つまり、本発明の細胞活性測定方法では、測定容器内に収容された培地中に配置された複数の電極のうち少なくとも1つの電極の表面において細胞を培養しながら、複数の電極間に所定の電圧を印加してインピーダンスに係る情報を連続的に検出する。そして、このインピーダンスに係る情報を上記培養における経過時間と関連付けて記憶する。又、上記インピーダンスに係る情報の測定に加えて、上記培養をしながら、上記少なくとも1つの電極の表面の細胞の画像を連続的に撮影する。そして、この画像の情報を上記培養における経過時間と関連付けて記憶する。その後、記憶したインピーダンスに係る情報及び画像の情報の各情報に基づいて、インピーダンスに係る情報の経時変化を示す曲線と、培養中の特定の経過時間における画像と、を同時に表示する。
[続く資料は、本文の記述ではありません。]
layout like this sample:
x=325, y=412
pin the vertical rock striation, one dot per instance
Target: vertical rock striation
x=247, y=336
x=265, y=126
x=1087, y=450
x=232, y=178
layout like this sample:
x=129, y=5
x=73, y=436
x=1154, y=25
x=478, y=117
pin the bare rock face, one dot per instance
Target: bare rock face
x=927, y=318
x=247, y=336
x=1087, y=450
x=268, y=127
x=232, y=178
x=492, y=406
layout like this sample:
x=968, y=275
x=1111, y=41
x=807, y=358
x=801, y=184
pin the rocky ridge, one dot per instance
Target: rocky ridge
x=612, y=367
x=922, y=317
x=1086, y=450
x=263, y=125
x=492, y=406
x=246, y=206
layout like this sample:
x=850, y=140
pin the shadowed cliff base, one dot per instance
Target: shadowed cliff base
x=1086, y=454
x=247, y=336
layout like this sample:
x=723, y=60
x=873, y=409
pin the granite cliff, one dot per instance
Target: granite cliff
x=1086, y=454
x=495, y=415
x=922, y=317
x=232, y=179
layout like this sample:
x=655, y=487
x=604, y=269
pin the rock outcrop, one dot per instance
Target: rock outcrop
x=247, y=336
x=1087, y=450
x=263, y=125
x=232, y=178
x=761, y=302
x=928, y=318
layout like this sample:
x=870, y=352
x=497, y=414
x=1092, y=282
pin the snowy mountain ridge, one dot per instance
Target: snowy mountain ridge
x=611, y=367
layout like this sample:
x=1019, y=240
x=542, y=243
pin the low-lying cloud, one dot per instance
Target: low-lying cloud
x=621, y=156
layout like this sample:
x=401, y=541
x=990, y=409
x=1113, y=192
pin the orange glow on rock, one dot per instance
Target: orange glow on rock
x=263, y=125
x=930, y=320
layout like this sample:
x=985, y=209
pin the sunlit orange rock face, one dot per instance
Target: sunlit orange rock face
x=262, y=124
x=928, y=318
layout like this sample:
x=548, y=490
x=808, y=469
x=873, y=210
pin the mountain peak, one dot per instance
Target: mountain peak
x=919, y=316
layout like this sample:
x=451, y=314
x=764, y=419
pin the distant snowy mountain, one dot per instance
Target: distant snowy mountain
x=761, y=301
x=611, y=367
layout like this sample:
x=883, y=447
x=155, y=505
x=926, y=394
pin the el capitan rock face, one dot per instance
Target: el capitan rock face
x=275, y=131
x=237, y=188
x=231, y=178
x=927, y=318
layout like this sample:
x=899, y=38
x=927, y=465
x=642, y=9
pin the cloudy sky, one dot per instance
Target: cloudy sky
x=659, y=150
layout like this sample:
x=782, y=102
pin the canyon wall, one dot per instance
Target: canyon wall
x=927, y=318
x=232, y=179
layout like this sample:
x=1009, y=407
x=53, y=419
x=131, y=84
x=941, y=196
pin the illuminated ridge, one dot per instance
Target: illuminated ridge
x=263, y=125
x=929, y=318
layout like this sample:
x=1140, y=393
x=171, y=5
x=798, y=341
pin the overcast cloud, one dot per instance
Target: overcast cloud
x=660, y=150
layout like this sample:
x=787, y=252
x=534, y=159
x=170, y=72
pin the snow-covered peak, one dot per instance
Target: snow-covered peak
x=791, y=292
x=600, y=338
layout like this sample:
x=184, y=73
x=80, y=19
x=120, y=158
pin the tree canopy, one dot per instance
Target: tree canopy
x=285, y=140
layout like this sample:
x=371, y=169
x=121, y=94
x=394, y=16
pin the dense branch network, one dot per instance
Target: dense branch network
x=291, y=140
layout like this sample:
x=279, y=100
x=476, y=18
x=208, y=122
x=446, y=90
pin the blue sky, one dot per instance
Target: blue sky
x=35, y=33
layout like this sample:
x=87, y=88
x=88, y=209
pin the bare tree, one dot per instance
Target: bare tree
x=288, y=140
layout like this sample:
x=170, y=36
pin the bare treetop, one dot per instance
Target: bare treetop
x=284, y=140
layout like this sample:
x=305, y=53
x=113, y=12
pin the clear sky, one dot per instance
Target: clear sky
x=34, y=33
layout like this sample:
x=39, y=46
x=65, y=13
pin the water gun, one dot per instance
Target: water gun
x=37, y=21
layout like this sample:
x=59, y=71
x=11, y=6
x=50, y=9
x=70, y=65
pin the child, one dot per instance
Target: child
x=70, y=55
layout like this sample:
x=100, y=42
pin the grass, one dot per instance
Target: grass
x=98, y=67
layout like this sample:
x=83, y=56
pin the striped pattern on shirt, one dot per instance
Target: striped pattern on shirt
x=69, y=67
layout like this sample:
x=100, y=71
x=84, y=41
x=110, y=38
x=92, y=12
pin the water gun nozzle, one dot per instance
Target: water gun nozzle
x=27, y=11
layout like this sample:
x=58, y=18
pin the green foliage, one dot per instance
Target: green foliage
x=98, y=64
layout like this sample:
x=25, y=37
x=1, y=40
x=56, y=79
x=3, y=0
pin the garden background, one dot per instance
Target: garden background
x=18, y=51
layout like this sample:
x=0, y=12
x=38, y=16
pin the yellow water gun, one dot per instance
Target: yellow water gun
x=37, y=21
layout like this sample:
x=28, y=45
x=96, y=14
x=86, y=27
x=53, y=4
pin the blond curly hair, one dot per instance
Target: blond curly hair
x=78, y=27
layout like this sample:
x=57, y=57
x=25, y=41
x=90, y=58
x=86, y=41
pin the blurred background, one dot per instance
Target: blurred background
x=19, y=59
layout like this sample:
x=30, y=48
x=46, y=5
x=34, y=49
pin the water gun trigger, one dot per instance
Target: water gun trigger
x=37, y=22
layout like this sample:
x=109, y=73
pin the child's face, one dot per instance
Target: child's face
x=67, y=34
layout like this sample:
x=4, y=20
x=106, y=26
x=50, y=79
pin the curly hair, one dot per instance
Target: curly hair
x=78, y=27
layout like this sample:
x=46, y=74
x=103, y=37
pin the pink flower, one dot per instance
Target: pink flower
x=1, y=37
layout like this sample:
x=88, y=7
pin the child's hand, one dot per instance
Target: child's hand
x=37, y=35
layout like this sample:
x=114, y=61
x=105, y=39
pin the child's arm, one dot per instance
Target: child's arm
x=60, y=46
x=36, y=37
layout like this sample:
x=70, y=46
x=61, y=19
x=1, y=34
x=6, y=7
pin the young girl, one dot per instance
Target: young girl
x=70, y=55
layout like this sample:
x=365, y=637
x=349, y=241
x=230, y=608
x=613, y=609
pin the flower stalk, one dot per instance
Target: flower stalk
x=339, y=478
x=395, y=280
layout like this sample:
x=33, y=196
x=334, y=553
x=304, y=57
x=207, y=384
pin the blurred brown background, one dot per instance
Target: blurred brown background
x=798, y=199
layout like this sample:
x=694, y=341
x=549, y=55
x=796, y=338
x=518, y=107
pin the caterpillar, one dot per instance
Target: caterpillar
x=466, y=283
詳しくは後述するが、細胞の画像は、細胞の拡大像を結像する光学系と、結像された細胞の拡大像を検出して光電変換する撮像素子と、を備えたデジタル顕微鏡を使用して撮影することができる。
典型的には、上記曲線と画像は、細胞活性測定装置に一体的に設けられているか又は細胞活性測定装置に通信可能に接続されているディスプレイ装置の表示画面(スクリーン)上に表示される。上記曲線と画像とを同時に表示するとは、常に同時に表示することに限定されるものではない。上記曲線上の特定の経過時間に対応する部分を指定した時だけ、その指定された特定の経過時間における画像を当該曲線と同時に表示するようにすることができる。又、上記曲線上の特定の経過時間に対応する部分を指定する表示の指定部分が自動的に変化(移動)するのに同期して、それぞれの指定された経過時間における画像を順次に表示することもできる。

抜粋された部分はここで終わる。